Osteitis pubis has unfortunately become a much more common injury in sports people, especially in the late teenage years. Whilst there are often a number of causes, there is usually a significant element of Bone Stress Reaction.
These problems will usually improve with rest, but commonly the pain returns when the player returns to full activity.
Individual assessment of the causes, and specifically tailored exercise programs are the gold standard for the management of these injuries.
These problems commonly need the involvement of the physiotherapist and sports medicine doctor.
Some of these injuries may also require surgery.
What is the cause?
The main cause is a build up of stress between your left and right pubic bones causing a stress reaction
This build up of stress can be caused by:
- Weakness of your gluteal (bottom) muscles
- Overactivity of your groin muscles
- Overactivity of your abdominal muscles
- Abnormal hip biomechanics
It is also common in sports (e.g. AFL, football/soccer) where player kick, and have sudden changes of direction, or favour one side of your body.
It has become more common in these sports as they have also involved increased amounts of running.
What will you feel?
This type of injury doesn’t usually get better as you warm up
- Often the pain takes a little while to come on, and then it can feel quiet sharp.
- Once you cool down it can remain painful.
- Your pubic bone may ache for several days and you will be stiff with movement around your pelvis
- It is most commonly felt on your pubic bone/groin, but can radiate into your groin muscles and hip on one side.
What should you do initially?
Follow the treatment:
- Rest – avoid exercise that will cause more pain
- Ice – every hour for 15-20 minutes on the painful area
- Compression – Skins, or a SIJ brace may take some pressure off the pubic bones
- Medicine – anti-inflammatory medication, i.e. Nurofen
Make an appointment to see a sports medicine doctor or physiotherapist for management advice.
What type of rehabilitation is best?
There is no one type of rehabilitation is best, however programs usually contain some or all of the following.

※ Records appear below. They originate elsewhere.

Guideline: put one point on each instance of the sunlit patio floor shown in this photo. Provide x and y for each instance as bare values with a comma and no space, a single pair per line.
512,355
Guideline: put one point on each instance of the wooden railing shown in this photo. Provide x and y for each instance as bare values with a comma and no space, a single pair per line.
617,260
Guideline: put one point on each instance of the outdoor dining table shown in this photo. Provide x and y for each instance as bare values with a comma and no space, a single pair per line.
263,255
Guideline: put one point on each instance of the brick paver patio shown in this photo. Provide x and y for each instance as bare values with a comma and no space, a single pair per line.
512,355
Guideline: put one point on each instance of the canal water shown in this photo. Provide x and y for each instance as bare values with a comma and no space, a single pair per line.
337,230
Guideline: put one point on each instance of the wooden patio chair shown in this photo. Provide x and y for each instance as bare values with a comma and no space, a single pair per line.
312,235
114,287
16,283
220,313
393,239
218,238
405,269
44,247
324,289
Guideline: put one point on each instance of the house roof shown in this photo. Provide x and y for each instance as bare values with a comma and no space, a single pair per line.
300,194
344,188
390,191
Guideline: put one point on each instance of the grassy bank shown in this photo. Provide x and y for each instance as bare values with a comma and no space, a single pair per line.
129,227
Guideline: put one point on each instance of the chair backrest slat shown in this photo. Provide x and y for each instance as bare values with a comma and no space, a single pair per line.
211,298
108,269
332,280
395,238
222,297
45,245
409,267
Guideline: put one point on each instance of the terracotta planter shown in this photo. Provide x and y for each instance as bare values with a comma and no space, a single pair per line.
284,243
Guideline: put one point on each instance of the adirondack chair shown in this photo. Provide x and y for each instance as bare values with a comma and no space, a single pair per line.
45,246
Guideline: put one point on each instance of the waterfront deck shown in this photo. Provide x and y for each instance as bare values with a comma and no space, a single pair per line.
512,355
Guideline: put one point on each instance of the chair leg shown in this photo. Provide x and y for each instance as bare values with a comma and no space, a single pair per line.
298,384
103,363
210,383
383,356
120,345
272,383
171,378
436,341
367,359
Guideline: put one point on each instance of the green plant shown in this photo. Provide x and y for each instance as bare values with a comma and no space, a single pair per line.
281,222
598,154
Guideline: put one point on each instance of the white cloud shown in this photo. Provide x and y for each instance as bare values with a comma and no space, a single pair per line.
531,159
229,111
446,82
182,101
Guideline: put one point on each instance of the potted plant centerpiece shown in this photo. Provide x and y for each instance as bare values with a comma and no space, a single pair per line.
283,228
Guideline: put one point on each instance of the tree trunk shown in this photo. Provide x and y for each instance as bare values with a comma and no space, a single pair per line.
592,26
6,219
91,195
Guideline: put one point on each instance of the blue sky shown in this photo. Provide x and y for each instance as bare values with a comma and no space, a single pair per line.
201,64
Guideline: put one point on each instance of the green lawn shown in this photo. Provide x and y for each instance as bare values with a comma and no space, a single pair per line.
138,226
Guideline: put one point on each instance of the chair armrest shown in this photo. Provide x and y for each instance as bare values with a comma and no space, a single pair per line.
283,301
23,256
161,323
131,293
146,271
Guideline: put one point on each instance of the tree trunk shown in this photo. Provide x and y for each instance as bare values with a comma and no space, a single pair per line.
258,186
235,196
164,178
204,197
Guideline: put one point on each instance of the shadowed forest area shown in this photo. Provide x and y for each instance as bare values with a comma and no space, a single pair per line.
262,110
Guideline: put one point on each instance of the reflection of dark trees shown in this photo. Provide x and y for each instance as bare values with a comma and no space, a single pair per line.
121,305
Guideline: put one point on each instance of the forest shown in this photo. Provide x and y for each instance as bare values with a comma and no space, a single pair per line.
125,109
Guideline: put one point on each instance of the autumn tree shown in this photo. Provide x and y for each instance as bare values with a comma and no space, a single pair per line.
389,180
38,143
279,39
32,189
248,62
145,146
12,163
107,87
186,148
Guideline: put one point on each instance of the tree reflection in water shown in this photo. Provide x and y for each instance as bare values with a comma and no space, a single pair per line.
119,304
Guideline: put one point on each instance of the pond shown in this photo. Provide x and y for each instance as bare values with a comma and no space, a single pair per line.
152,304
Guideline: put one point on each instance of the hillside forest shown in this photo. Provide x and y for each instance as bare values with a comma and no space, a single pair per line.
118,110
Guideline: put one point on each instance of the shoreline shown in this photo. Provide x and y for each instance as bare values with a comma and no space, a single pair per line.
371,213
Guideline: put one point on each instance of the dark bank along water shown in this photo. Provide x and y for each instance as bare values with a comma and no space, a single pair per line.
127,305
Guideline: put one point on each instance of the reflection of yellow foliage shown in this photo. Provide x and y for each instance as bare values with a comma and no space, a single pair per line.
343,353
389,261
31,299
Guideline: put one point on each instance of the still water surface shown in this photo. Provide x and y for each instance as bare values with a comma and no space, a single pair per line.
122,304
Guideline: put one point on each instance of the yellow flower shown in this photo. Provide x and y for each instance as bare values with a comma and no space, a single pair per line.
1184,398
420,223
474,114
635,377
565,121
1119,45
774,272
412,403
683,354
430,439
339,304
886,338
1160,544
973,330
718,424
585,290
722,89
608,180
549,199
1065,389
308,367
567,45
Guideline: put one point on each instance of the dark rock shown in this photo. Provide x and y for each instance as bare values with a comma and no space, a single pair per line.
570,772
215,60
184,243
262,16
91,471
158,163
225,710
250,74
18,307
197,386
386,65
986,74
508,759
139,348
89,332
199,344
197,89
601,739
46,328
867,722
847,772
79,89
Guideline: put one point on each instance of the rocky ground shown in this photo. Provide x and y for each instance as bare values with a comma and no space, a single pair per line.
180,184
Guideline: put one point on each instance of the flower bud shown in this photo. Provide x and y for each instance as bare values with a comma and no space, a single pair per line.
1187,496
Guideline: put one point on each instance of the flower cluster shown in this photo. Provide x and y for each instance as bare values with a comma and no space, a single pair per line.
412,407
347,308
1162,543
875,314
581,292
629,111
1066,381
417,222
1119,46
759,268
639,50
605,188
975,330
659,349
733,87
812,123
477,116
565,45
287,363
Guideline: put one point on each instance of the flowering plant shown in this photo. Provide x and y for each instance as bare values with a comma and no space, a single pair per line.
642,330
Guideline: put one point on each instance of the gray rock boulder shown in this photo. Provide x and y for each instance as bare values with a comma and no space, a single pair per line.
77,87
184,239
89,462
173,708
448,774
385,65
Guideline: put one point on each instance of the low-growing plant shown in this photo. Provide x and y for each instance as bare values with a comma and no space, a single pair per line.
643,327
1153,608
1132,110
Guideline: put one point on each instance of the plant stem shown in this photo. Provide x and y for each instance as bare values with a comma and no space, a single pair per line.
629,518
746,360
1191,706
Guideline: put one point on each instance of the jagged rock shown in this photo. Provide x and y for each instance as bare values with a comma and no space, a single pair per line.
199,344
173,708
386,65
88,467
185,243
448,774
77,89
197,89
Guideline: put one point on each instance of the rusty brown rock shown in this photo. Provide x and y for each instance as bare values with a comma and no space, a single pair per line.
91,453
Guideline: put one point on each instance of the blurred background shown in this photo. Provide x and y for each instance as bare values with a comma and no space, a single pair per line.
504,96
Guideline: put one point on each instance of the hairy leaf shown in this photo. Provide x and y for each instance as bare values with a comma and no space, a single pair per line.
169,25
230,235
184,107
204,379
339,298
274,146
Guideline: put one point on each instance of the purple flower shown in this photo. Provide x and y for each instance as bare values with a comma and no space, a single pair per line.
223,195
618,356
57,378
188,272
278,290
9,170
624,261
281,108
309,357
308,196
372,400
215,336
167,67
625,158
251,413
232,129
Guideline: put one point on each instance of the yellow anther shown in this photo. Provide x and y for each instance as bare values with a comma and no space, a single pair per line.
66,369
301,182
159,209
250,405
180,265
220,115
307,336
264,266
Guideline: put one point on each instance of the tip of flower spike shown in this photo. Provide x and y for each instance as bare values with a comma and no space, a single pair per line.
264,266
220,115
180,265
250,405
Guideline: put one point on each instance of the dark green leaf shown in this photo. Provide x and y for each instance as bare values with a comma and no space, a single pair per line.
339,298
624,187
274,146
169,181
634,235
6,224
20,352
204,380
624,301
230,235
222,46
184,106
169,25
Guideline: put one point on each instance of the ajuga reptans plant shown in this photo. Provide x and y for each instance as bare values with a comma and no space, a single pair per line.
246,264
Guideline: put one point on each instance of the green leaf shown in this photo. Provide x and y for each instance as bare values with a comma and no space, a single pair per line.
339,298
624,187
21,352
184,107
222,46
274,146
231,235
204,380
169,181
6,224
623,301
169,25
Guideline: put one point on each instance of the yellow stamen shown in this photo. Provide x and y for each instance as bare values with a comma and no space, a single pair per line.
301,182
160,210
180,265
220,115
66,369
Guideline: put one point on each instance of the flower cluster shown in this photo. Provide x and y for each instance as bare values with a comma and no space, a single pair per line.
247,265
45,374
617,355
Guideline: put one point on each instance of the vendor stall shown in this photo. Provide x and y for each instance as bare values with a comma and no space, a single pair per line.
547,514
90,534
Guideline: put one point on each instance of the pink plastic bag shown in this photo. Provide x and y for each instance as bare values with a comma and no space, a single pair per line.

- Rest or relative rest from sport that makes the pain worse.
- A gradual planned return to sport
- Strengthening of the gluteal (bottom) and groin muscles
- Abdominal control exercises
- Cortisone injections
- Acupuncture and soft tissue release
- Surgical interventions (adductor release, wedge resection)
It depends on many factors such as; what type of sport you play, the severity of your pain, your age, the duration of the symptoms etc.
How long until you return to sport?
- This will depend on the severity of your symptoms and your physiotherapist’s and sports medicine doctor’s recommendations.
- This injury rarely gets better by itself with just rest.
- In severe cases this can involve up to 12 weeks rest, and then active physiotherapy and gradual guarded return to sport in 6 months.
- Or surgical intervention – approximately 10 weeks of rest and then strengthening and control exercises for a further 1-2 months before gradual return to sport.